Having prepared alkyne 7 and aldehyde 8 (Scheme 8) on a multigram scale, Carreira asymmetric alkynylation²⁸ cleanly afforded adduct 51 with excellent yield and diastereoselectivity. Subsequent trans-reduction of the triple bond with conventional aluminum hydride reagents (LiAlH₄, Red-Al), however, failed to give the desired allylic alcohol in appreciable yield.

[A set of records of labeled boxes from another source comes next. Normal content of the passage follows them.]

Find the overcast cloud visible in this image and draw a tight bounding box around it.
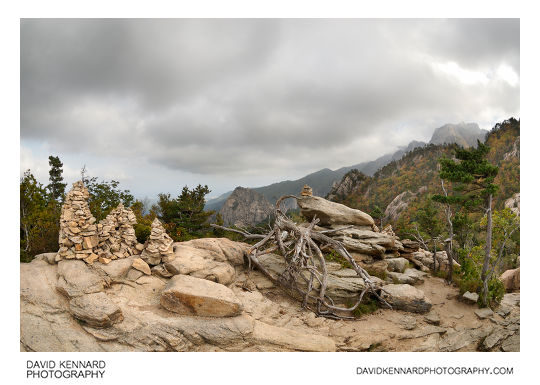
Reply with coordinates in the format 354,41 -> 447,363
21,19 -> 520,197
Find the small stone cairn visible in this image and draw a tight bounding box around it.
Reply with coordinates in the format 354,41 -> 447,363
141,218 -> 174,265
56,181 -> 99,263
98,203 -> 142,263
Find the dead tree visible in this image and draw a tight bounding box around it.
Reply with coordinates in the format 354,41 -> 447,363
212,195 -> 392,319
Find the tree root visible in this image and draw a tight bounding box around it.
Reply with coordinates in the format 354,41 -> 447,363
211,195 -> 392,319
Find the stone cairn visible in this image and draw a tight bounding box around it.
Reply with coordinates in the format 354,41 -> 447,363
55,181 -> 146,264
98,203 -> 142,263
56,181 -> 99,263
141,218 -> 174,265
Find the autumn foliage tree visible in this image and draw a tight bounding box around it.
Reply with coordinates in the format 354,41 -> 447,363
434,141 -> 499,305
154,184 -> 214,241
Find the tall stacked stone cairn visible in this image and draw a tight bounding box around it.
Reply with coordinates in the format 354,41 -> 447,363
98,203 -> 142,263
141,218 -> 174,265
56,181 -> 99,263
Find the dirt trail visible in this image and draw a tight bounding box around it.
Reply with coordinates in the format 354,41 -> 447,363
234,272 -> 519,351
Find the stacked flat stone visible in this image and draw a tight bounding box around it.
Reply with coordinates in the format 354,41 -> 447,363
141,218 -> 174,265
56,181 -> 99,263
98,203 -> 139,263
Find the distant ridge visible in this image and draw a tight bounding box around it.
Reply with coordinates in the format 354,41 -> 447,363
205,123 -> 488,211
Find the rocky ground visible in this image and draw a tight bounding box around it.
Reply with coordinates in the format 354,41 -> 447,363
20,239 -> 520,351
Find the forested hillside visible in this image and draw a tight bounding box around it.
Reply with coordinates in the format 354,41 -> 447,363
329,118 -> 520,228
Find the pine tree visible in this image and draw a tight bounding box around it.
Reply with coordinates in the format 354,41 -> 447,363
434,141 -> 499,305
47,155 -> 67,202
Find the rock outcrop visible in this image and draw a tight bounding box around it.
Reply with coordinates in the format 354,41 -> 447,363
219,187 -> 274,227
297,196 -> 375,226
504,193 -> 520,215
163,238 -> 249,285
160,275 -> 242,317
429,123 -> 488,148
382,284 -> 431,313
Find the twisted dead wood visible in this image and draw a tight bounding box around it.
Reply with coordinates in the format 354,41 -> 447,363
211,195 -> 392,319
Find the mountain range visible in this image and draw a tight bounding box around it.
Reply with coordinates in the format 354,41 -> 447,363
205,123 -> 488,211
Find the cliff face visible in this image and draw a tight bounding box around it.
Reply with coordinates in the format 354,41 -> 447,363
219,187 -> 274,227
429,123 -> 487,148
327,169 -> 369,201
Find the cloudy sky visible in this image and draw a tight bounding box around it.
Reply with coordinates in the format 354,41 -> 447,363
20,19 -> 520,198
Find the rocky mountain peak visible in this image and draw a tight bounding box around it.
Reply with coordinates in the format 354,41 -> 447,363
219,187 -> 274,227
429,122 -> 487,148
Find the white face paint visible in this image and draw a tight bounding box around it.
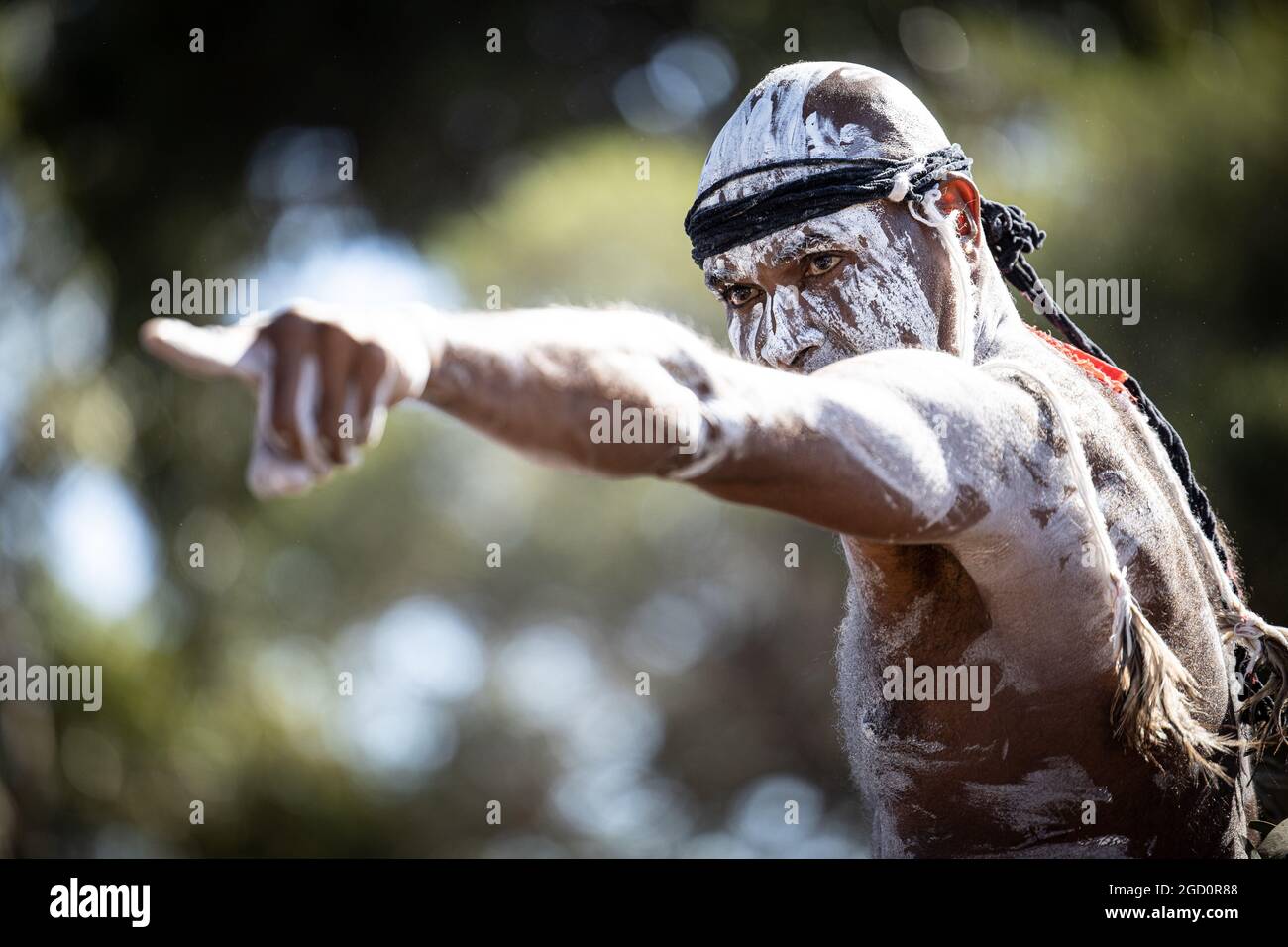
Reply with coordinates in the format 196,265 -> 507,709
698,61 -> 974,372
704,204 -> 939,372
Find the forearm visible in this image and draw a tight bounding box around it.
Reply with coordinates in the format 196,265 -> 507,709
424,308 -> 737,476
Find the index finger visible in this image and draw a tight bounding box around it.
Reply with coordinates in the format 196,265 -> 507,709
139,318 -> 261,384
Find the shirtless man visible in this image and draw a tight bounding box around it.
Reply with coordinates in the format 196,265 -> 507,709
142,63 -> 1277,857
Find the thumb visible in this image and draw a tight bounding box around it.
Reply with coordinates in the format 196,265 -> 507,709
139,318 -> 261,384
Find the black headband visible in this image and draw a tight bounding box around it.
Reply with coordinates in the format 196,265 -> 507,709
684,145 -> 971,265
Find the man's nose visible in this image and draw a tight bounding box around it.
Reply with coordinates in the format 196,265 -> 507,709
760,286 -> 818,368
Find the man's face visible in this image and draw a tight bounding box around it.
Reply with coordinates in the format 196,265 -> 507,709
703,201 -> 945,373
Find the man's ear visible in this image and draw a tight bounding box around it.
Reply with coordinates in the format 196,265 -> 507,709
935,174 -> 983,245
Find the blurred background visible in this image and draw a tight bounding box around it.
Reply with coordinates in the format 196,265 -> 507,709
0,0 -> 1288,856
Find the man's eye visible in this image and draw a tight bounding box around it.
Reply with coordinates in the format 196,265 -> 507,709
725,286 -> 757,308
805,254 -> 841,275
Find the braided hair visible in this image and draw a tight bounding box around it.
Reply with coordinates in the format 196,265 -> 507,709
980,198 -> 1235,581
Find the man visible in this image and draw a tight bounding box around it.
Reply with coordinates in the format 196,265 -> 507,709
143,63 -> 1278,856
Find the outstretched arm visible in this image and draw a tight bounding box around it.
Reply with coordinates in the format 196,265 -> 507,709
145,303 -> 1033,541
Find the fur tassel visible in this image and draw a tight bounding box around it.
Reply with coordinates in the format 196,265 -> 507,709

We therefore turned to a Ru-catalyzed hydrostannation/destannation tactic,^29a,b which gratifyingly led to the desired trans-reduction in good yield (72%). Stereochemical assessment of the C7-hydroxyl of 53 was achieved via Mosher ester analysis³⁰ (see Table S27). Methylation then led to compound 54, which, after exposure to 50% aqueous trifluoroacetic acid (TFA), cleanly furnished triol 55 as the major product. Selective tosylation and epoxide ring closure, followed by reinstallation of the silyl protecting group, then gave 56 in high overall yield (92%, three steps), which was subjected to BF₃-assisted nucleophilic ring opening with lithium trimethylsilyl (TMS) acetylide to furnish alcohol 57 in near quantitative yield. Methylation employing Meerwein’s reagent gave 58, which was followed by global silyl group removal with TBAF and the hydroxyl groups reprotected with triethylsilyl, which at the end of our synthesis proved much easier to remove. The PMB protecting group in 59 was next removed, and in turn Dess–Martin oxidation³¹ of the resulting alcohol followed by Horner–Wadsworth–Emmons (HWE) olefination³² led to 61. Finally, bromination of the terminal alkyne and hydrostannation³³ permitted regio- and stereoselective formation of the vinylstannane, completing the synthesis of the linear southern hemisphere 2 on a 1.26 g scale.

Scheme 8.

Synthesis of the Southern Hemisphere (2)

With both the northern (3b) and southern (2) hemispheres successfully prepared (Scheme 9), a Stille union reaction⁶ united 2 and 3. To our delight, the desired (E,E,E)-1,3,5-triene 62 was formed in excellent yield on an appreciable 200 mg scale with no isomerization of double bonds! The methyl ester was next hydrolyzed to afford seco-acid 63 via transesterification with trimethyltin hydroxide.³⁴ Macrolactonization, employing Mukaiyama’s conditions,³⁵ afforded the silylprotected macrocycle 64 in good yield.³⁶ Finally, global removal of triethylsilyl groups gratifyingly proceeded cleanly under mild conditions (TBAF, HOAc, and 0 °C) to complete the synthesis of the reported structure of neaumycin B (1) isolated as a white powder. Notably, 1 was prepared on a 90 mg scale in a single batch, with a 2.3% overall yield.

Scheme 9.

End Game for the Proposed Structure of Neaumycin B (1)

Unfortunately, the ¹H NMR spectra of synthetic 1 displayed significant deviations from that of the spectra reported by Fenical et al.³ In addition, 1 displayed no activity against glioblastoma cells (see Figure S5). Importantly, the stereo-chemical assignments of synthetic 1 were derived from X-ray crystallography analysis of each fragment (Figure 1). That is, crystal structures of compounds 33, 44, and 50 (see SI for details) confirmed the stereochemistry that spans C20–C41, C8–C14, and C3–C6 of synthetic neaumycin B (see Figure 1), respectively. The stereogenicity at C7 was also confirmed by Mosher ester analysis (see Table S27 for details). Based on the evidence reported here, we are confident that the synthetic neaumycin B (1) prepared here matches the structure reported by Fenical et al.³

Figure 1.

Crystal Structures of Each Fragment.